Le palais Mawalde Dominique Eddé, Albin Michel, mars 2024, 220 pages, 19,90 euros.

Le résistant retrouvé par Hervé Le Tellier

Sur la place du village de Montjoux, près de Dieulefit (Drôme), se dresse un monument aux morts comme il y en a dans tous les villages de France. Sur ce monument, un nom qu’Hervé Le Tellier a retrouvé gravé dans le plâtre de la maison qu’il venait d’acquérir : Chaix André (mai 1924 – août 1944). « Les dates disaient tout : Chaix était un résistant, un résistant sans doute, un jeune homme à la vie courte comme beaucoup d’autres. » L’écrivain n’a pas voulu relancer les FFI ni composer « le roman d’André », qui, comme 13 678 de ses camarades, est tombé au champ d’honneur. Mais « donner du sens » à son regard, « pouvoir toujours sourire avec fraternité » au nom gravé sur le mur de sa maison. L’histoire s’écrit à travers les souvenirs qui ont survécu parmi les anonymes, et à travers des digressions remettant en question le mythe national érigé au lendemain de la guerre pour rétablir l’ordre et l’unité. Si la sincérité qui anime la démarche d’Hervé Le Tellier réchauffe chacun de ses paragraphes, elle résonne aussi avec un discours ambiant bien plus glaçant, voulant que notre époque reproduise les erreurs des années 1930.

Le nom sur le murde Hervé Le Tellier, Gallimard, avril 2024, 176 pages, 19,80 euros.

Parmi les bêtes sauvages avec Antonio Ungar

Suivre Eva, la nouvelle héroïne colombienne d’Antonio Ungar, dans sa soif de rupture avec sa famille bourgeoise, c’est pénétrer la jungle de ce pays d’une manière qu’un roman a rarement réussi à faire, inspiré de faits réels, note l’auteur. , qui s’est déroulée à Puerto Inirida du 17 au 21 novembre 1999. Eva est toxicomane, elle doit fuir la capitale et ses inévitables tentations. Elle part au bout du monde, avec sa petite fille Abril, dans une nouvelle vie d’infirmière quasi monacale. Elle ne résistera pas à l’amour que lui déclare un trafiquant aussi grand que son nom, Gordo Ochoa, et au quotidien quasi familial qu’il lui propose.
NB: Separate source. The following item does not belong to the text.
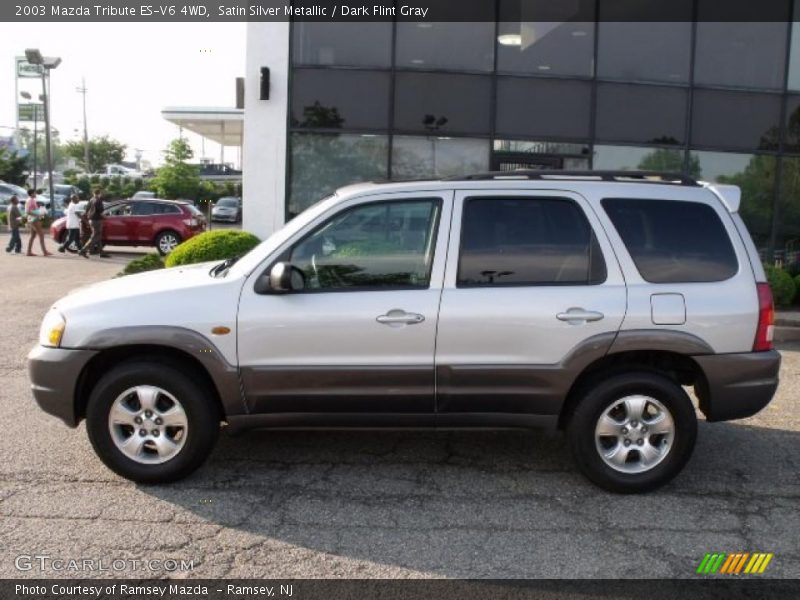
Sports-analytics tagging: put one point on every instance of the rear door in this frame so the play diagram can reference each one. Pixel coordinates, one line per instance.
(531, 281)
Mais son compagnon doit obéir aux ordres, une nouvelle route de l’or est découverte, il doit laisser mère et enfant le suivre. Au cœur de la jungle, où Eva s’aventure en son absence, pour aider une population en danger de famine, les scènes sont dignes de Conrad de A.le cœur des ténèbres. Un portrait kaléidoscopique d’une Colombie en proie à la violence des paramilitaires, des trafiquants de drogue, des Farc, tout ce que l’on sait d’elle de loin et qui ici s’incarne dans une humanité à chaque instant luttant pour sa survie et que l’auteur de ce roman intense et captivant décrit avec une infinie tendresse.

Eva et les bêtes sauvages. Traduit de l’espagnol (Colombie) par Robert Amutio. Noir sur blanc, coll. « Notabilia », 192 p., 19,50 €

La Seconde Vie du super Philippe Sollers

Quelques dizaines de pages dictées avant son départ, à peine relues, sans doute non corrigées, qui bouleverseront ceux qui savent, contre vents, rumeurs, calomnies et marées, que cet écrivain, né Philippe Joyaux, fut, est, l’un des plus importants, le plus intelligent, le plus subtil de l’époque. Quatre-vingts pages donc. Super Sollers. Méditation sur la « seconde vie ». Sollers pétillants. C’est très beau, très pur. Très obscur également, malgré la postface émouvante et virtuose de Julia Kristeva, intitulée « La vivace aujourd’hui ». Le plus glaçant, c’est tout de même la dernière phrase de ce livret – où résonnent intensément les derniers mots pensés et tracés par l’auteur : « Si le néant est là, il est là, voyant le monde illuminé par un soleil noir. » A quoi pensait Philippe à ce moment-là ? Qu’est-ce qu’il a vu? Quelle odeur avait-il ? Mystère. Une proximité fraternelle. Sa Seconde Vie peut commencer. Et continuez pour toujours.

La seconde viede Philippe Sollers, postface de Julia Kristeva, Gallimard, mars 2024, 80 pages, 13 euros.